Dentre outras façanhas existente em sua trajetória artística, há o fato da presença de Edmon também em outros momentos da programação da emissora carioca, a exemplo do extinto "Planeta Xuxa" e do show anual "Criança Esperança". Vale ressaltar ainda a sua participação no coral que cantou junto com Stevie Wonder em uma das apresentações do músico americano em nosso país e modo resiliente com que o artista vem apresentando ao público que mantém-se ávido por boa música alguns álbuns contendo uma assinatura muito particular e que reforçam o seu talento a partir da escolha de um seleto repertório. Sem abandonar os palcos, o artista vem procurando pautar-se sempre na coerência e qualidade das canções escolhidas para as suas apresentações. Com um repertório que abrange nomes de destaque dentro da música nacional e internacional, o artista carioca vem mostrando toda a sua versatilidade, sensibilidade e talento como foi possível conferir em suas últimas incursões em um programa televisivo de abrangência nacional. Recentemente, em busca de uma nova oportunidade de levar a sua música ao público de norte ao sul do país, o artista subiu ao palco do “The voice Brasilchamando a atenção de dois dos quatro jurados participantes. Atualmente, o cantor e compositor carioca vem divulgando "Trem balanço soul" , seu mais recente EP composto por faixas como Nossa imaginação" (Don Beto), "Please don't say goodbye" (Christian) e as autorais "Quero seu amor", "Tudo bem" e a faixa homônima ao título do projeto composta por  composta por EdmonRoberto Alemão Marquês e Marcos ArielGravado no verão de 2019 e finalizado no início deste ano, o EP traz em sua ficha técnica nomes como Marcos Ariel (teclados), Bombom (baixos), Victor Biglione (guitarras) e Roberto Alemão Marquês (bateria, percussões  e produção Geral).

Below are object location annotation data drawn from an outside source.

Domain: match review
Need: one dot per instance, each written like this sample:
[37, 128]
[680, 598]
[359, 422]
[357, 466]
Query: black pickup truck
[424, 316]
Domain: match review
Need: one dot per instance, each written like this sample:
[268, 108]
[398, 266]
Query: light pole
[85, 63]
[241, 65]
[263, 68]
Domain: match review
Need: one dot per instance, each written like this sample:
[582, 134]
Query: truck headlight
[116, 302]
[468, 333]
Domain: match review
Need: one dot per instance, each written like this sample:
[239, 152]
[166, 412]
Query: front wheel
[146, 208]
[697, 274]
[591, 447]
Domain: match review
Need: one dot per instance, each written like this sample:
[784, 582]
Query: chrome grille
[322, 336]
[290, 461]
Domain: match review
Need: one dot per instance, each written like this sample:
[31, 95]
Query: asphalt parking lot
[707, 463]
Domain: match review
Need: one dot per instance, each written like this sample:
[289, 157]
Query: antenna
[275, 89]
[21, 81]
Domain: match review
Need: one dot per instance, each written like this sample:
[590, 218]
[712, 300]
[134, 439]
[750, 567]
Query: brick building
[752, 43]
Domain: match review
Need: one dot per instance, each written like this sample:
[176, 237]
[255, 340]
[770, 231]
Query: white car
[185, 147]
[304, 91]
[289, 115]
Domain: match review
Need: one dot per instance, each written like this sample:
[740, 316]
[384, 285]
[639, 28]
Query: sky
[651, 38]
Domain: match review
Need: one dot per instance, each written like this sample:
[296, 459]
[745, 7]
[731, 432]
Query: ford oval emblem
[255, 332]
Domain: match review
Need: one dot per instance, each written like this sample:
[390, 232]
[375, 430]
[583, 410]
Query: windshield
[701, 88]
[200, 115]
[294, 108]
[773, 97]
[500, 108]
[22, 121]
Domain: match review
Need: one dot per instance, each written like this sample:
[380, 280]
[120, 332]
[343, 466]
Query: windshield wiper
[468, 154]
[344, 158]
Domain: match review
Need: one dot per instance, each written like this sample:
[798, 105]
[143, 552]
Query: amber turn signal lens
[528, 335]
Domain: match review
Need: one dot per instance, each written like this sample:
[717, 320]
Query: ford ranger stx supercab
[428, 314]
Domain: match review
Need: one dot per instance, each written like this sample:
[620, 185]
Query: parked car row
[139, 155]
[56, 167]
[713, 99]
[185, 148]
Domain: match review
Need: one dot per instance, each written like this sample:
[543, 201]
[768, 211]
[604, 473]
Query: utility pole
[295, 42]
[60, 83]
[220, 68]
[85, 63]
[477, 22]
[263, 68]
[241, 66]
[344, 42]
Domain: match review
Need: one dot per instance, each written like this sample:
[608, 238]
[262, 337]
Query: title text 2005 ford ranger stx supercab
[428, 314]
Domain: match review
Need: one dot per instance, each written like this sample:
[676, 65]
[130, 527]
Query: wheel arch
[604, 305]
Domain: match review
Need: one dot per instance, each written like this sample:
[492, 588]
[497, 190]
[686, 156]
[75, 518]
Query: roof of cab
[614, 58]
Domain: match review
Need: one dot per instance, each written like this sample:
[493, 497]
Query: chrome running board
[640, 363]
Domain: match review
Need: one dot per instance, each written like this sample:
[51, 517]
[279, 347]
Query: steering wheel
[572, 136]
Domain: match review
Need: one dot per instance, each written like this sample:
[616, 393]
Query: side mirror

Retomando ao início do texto, aquilo que tanto um dos autores do ensaio temia está cada vez mais evidente se levarmos em consideração aquilo que se tanto propaga na rádio e televisão em todo o país. Em seus estudos Adorno afirmava o desaparecimento no futuro das ultimas reservas de racionalidade crítica, o que podemos perceber é que já a algum tempo esse temido futuro vem se desenhando de um modo geral e acelerou-se após a vertiginosa retração da indústria fonográfica a partir da vendagem dos álbuns físicos. É bem verdade que sem a hegemonia das grandes gravadoras, surgiu uma autonomia e facilitação para registros fonográficos. Com o advento das tecnologias, a facilidade de se gravar um álbum hoje é algo surpreendente, mas se engana quem acredita que esta facilidade se dá na hora da divulgação. Autêntico, Edmon é mais uma vítima desse sórdido contexto por não curvar-se. Neste cenário hostil em busca do lucro incessante, percebe-se que a cultura passou a ser mais um instrumento do capitalismo a favor, digamos, do fim da autonomia do indivíduo e acabar com a capacidade crítica do público, comprometendo (ou nivelando rasamente) aquilo que podemos denominar de atividade contemplativa do espectador (podemos ter certeza quanto a esta afirmação ao levarmos em consideração aquilo que propaga nos grandes canais midiáticos). Sorte a nossa que um artista dessa envergadura não traz consigo nada que o leve à resignação mantendo por princípio a sua coerência artística e, sem abrir concessão, vai lutando para que os holofotes novamente volte-se para o seu trabalho e fazer valer a máxima de Kant quando dizia que "De direito, somente a produção por liberdade, isto é, por um arbítrio, que toma como fundamento de suas ações a razão, deveria denominar-se arte".